States News Roundup
The South Carolina Department of Education has announced that it will implement a new screening program to assess the skills of prospective school principals in 20 districts throughout the state.
In announcing the program, which was developed by the National Association of Secondary School Principals, Charlie G. Williams, state superintendent, said the quality of educational leaders and managers at the school-building level would improve as the selection process does so.
Under the assessment process, 12 participants would be observed by a team of six assessors trained to rate the participants on their performance in 12 areas.
South Carolina's program, which, according to nassp, is the only one of its kind in the country, will be expanded and offered throughout the state after the first year. But the participation of school districts will be voluntary.
Gov. John V. Evans of Idaho has vetoed a bill allowing local school districts to try four-day school weeks.
Although the House overrode the veto, the Senate sustained it.
The bill's sponsors said it would help school districts save money.
The Governor said in his veto message that a search for innovative ways to run schools was probably a good idea, but that such experiments should be under the direct control of the state board of education.
Gov. Ted Schwinden of Montana has signed a bill that will make it illegal for insurance companies in the state to use actuarial tables based on sex or marital status.
The law will go into effect on Oct. 1, 1985. It was supported by the Montana Education Association and by several women's groups throughout the state, who argued that sex-based tables infringe on the rights of women as individuals. In actuarially-based pension programs, women receive smaller benefits than men because, as a group, they live longer and can collect benefits over a longer period of time.

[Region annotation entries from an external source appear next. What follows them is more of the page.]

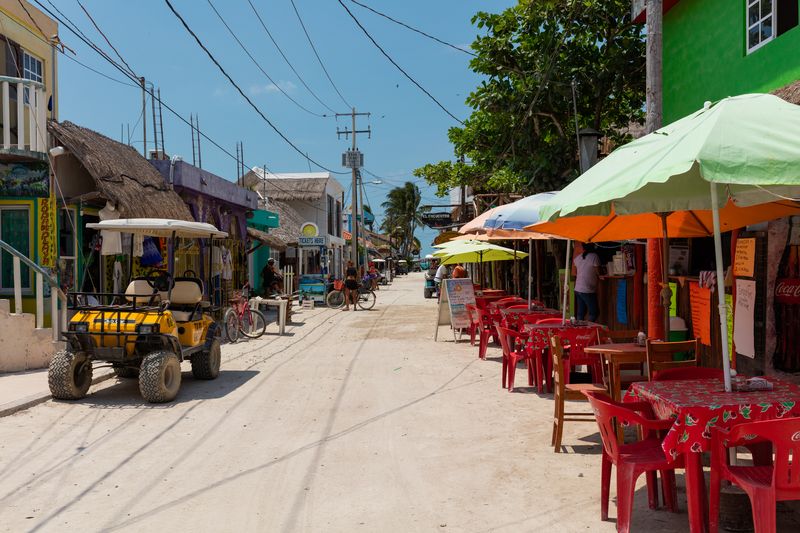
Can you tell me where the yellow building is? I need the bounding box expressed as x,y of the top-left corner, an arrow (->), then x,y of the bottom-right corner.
0,0 -> 59,312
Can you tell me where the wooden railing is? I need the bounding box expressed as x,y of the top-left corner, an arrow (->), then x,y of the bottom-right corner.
0,240 -> 67,341
0,76 -> 47,152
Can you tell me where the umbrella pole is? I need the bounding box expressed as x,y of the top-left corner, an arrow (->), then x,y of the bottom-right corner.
528,239 -> 533,311
711,183 -> 731,392
659,213 -> 672,334
561,240 -> 572,325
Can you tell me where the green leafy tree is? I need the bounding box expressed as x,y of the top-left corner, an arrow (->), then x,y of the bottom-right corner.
414,0 -> 645,195
381,181 -> 432,257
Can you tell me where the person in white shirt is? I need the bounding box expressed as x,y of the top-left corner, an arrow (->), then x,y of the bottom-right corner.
573,243 -> 600,322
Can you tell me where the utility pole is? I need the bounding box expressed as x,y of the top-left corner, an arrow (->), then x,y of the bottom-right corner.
336,107 -> 372,267
139,76 -> 147,159
645,0 -> 669,340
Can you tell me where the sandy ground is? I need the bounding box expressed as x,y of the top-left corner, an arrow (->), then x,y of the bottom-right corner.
0,274 -> 792,532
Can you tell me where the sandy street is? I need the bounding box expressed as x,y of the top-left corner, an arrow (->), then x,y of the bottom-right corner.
0,274 -> 736,532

Montana is the first state to adopt a law prohibiting sex-distinct tables in the local insurance industry, state officials say.

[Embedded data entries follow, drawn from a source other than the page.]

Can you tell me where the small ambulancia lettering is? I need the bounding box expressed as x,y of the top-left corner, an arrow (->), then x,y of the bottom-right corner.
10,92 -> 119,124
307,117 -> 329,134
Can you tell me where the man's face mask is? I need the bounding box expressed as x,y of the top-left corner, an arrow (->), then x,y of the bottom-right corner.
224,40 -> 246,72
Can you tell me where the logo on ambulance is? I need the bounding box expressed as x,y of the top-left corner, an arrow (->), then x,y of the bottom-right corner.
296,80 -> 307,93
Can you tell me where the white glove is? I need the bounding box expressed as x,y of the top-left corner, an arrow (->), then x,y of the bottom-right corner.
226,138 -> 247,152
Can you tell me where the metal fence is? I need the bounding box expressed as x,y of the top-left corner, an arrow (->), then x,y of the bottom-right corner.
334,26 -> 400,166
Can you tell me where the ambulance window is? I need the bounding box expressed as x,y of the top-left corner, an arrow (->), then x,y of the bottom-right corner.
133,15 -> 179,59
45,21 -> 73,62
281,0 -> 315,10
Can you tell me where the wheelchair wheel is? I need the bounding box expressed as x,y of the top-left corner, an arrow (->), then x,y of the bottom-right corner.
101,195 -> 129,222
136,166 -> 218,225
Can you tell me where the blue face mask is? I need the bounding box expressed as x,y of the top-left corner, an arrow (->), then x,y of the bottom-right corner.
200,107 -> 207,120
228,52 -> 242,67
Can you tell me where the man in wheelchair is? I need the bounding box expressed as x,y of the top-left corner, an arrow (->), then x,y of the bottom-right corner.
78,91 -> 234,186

The U.S. Supreme Court is considering the legality of the use of separate tables for men and women in determining pension benefits--an option many states offer for teacher-retirement programs.
Twenty-four of Wisconsin's 30 public and private teacher-training schools have joined in an effort to upgrade the quality of their programs.

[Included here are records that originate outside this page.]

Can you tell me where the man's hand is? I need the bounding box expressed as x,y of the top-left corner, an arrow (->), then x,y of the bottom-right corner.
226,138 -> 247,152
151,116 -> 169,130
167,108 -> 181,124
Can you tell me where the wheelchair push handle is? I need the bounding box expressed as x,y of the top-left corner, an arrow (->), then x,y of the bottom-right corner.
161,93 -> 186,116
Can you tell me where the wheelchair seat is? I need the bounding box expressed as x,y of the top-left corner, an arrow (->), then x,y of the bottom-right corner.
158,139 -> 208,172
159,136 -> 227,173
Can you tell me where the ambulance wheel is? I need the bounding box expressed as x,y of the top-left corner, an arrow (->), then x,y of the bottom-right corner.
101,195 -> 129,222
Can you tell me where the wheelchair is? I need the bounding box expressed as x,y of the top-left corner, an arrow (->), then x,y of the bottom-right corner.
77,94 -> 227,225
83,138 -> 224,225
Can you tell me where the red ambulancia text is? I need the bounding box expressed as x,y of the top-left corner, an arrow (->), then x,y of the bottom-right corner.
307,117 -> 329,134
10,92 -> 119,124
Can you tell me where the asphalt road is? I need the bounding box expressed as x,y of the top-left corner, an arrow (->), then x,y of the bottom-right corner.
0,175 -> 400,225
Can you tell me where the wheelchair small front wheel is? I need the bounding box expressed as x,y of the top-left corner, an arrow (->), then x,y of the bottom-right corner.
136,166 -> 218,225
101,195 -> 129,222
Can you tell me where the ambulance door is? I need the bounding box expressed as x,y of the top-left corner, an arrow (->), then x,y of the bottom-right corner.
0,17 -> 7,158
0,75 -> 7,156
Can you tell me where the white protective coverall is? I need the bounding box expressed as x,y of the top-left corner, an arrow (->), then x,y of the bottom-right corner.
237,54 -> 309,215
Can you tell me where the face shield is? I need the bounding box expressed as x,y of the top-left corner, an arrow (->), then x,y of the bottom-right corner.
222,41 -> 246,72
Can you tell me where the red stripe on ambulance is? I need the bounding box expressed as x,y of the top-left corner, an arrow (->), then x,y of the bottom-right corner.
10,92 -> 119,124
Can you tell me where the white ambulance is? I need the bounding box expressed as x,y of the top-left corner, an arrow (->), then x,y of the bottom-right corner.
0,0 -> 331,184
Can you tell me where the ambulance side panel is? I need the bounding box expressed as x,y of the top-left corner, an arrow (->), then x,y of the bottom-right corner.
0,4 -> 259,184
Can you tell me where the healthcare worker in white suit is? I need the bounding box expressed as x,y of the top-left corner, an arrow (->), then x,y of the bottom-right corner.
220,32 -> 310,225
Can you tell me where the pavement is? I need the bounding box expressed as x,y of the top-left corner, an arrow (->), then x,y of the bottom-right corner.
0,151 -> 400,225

Members of the Wisconsin Consortium for Improving Professional Education Preparation Programs will nominate education professors, schoolteachers, school-board members, and lay people to review panels that will evaluate the member schools' education programs and make recommendations for improvements.
A member's programs will be reviewed on a five-year cycle.
Michael J. Stolee, dean of the school of education at the University of Wisconsin at Milwaukee, described the novel consortium as "a method of helping each other" and not an alternative to the voluntary national accreditation offered by the National Council for Accreditation of Teacher Education.
But John R. Palmer, dean of the education school at the University of Wisconsin at Madison, said that some of the members of the consortium, including his school, do view the new organization as an alternative to ncate accreditation.
Members of the consortium sub-mit their programs for evaluation voluntarily. The incentive to do so, Mr. Palmer said, is the institution's "sense of professionalism."
Mr. Palmer said the consortium's evaluations are unrelated to the accreditation evaluations of each program conducted by the Wisconsin Department of Public Instruction
Beginning next fall, Virginia will join the growing number of states that require all schoolchildren, regardless of age, to provide evidence that they have been immunized against the major diseases of childhood.
The law, which takes effect on July 1, expands the current requirement that pupils entering school for the first time and those transferring from other states be immunized. Under the new requirement, students will not be permitted to attend school without the immunization documentation. The requirement covers students in all public and nonpublic schools.
Health officials may exempt students if inoculation is in violation of their religious beliefs or if they have a health problem that precludes immunization.
The change was made in response to the growing consensus among health officials that, in order to prevent outbreaks of disease, older students must also be immunized, according to a spokesman for the state health department.
The new law requires pupils to be immunized against diphtheria, pertussis, tetanus, polio, measles, rubella, and mumps.
Despite the superintendent of public instruction's contention that the state is badly in need of teacher-training courses in the use of computers, scholarships for a free computer college course have not been popular with Kentucky teachers this year.
Superintendent Raymond Barber said last week that there are no applicants for more than half of the 180 scholarships that the state is offering under a $25,000 project.
A two-day workshop last fall attracted so many teachers that the department had to schedule four additional ones. More than 200 teachers attended each of those sessions.
But the waiver of the $132 tuition for the full-semester course--which offered three hours of credit--has been so poorly received that Mr. Barber extended the application deadline of April 1 by one month.